Bunun toplum bilimciler tarafından irdelenmesi gereken bir hastalık olduğunu düşünüyoruz. Üniversitelerimizin Toplum Bilimi Bölümü hocalarının muhakkak üzerinde durmalarında yarar var.
İnsanlar niçin çöp toplar ve mahalleyi de rahatsız edecek şekilde evinde niye stoklar? Ekonomik değeri olmadığı halde bir de bunların arasında yaşamını neden sürdürür?
Sağlıklı kentleşme açısından da üzerinde durulması gereken bir konu.
Dün Tayakadın Mahallesi Muhtarı Süleyman Genç ile bu konuyu konuştuk.

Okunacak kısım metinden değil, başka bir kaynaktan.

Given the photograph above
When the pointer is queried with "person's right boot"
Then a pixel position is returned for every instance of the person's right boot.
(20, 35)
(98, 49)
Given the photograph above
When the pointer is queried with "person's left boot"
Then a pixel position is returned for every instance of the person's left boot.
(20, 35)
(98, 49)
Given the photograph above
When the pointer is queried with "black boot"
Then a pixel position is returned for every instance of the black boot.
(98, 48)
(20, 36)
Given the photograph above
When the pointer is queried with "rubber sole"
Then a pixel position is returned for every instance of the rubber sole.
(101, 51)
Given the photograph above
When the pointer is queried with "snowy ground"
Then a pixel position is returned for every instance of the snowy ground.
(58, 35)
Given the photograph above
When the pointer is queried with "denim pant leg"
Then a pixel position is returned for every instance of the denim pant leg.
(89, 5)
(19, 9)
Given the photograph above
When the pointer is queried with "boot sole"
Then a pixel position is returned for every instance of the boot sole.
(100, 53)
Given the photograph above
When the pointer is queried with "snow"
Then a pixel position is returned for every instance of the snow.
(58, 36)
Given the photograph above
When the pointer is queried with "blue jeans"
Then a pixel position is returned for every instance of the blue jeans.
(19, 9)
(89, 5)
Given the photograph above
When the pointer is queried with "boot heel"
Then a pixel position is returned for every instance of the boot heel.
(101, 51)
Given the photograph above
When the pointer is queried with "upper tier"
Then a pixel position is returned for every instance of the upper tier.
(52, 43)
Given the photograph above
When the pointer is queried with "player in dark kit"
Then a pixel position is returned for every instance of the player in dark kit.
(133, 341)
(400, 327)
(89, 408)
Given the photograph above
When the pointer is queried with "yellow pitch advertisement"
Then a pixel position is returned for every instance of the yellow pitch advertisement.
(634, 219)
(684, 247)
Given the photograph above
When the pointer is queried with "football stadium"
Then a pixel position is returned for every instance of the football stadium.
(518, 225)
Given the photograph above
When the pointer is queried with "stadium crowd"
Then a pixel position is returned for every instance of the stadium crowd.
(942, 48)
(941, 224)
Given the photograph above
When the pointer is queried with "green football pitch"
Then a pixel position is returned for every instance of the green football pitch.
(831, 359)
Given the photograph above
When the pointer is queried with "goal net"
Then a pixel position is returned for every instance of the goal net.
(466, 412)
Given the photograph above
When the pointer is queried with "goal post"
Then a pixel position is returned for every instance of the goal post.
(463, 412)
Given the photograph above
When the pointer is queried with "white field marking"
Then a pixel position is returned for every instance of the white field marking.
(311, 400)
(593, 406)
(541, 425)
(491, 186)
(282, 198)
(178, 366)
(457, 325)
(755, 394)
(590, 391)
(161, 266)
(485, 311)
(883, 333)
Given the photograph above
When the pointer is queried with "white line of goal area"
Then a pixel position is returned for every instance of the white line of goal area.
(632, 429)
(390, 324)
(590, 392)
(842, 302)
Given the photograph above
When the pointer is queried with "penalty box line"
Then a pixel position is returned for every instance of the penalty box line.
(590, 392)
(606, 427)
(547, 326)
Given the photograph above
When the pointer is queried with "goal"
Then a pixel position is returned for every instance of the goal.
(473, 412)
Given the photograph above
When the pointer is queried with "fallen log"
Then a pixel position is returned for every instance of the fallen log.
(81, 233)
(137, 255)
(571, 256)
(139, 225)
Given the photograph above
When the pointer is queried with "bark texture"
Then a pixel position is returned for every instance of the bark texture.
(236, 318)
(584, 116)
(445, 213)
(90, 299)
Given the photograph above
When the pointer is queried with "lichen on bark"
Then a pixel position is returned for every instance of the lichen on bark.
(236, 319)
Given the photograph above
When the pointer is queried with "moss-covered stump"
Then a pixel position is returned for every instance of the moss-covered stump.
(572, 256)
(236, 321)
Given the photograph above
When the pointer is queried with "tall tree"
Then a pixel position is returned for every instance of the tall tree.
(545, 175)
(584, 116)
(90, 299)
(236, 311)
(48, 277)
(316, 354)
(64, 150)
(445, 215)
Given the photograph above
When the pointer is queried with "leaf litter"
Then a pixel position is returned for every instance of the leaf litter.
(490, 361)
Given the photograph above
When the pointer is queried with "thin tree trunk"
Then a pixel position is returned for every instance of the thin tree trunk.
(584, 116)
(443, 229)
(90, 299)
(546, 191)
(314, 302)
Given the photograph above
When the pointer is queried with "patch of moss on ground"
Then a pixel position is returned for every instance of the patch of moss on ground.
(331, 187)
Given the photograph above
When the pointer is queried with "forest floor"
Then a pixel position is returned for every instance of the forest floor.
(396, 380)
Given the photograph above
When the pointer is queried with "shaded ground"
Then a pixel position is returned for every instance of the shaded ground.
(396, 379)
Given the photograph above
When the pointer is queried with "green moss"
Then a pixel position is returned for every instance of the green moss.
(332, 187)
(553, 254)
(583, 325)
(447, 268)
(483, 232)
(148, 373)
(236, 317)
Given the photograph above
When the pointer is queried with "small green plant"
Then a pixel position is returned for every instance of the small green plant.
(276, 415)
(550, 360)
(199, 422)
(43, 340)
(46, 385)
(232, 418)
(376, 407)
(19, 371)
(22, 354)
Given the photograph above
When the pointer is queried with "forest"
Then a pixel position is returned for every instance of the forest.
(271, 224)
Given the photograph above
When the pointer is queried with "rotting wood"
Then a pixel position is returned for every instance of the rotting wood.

Mahallesinde eski binalarda benzer vakaların yaşandığını, mahalleliden şikâyetlerin artması üzerine de belediye ekiplerinin müdahale ettiklerini söyledi.
Kentin merkezinde yaşanan bu olayları bazen Bursa’nın en gelişmiş ilçesi Nilüfer’de de görebiliyorsunuz.
Bursa’daki Temizlik İşleri Müdürlüğü ekipleri bu işten bıkmış durumdalar. Boşaltılan evlerin bir kaç ay sonra yeniden çöplerle doldurulduğu da görülüyor.
Olay Gazetesi Yazarı İhsan Aydın’ın yazısının tamamı için tıklayın…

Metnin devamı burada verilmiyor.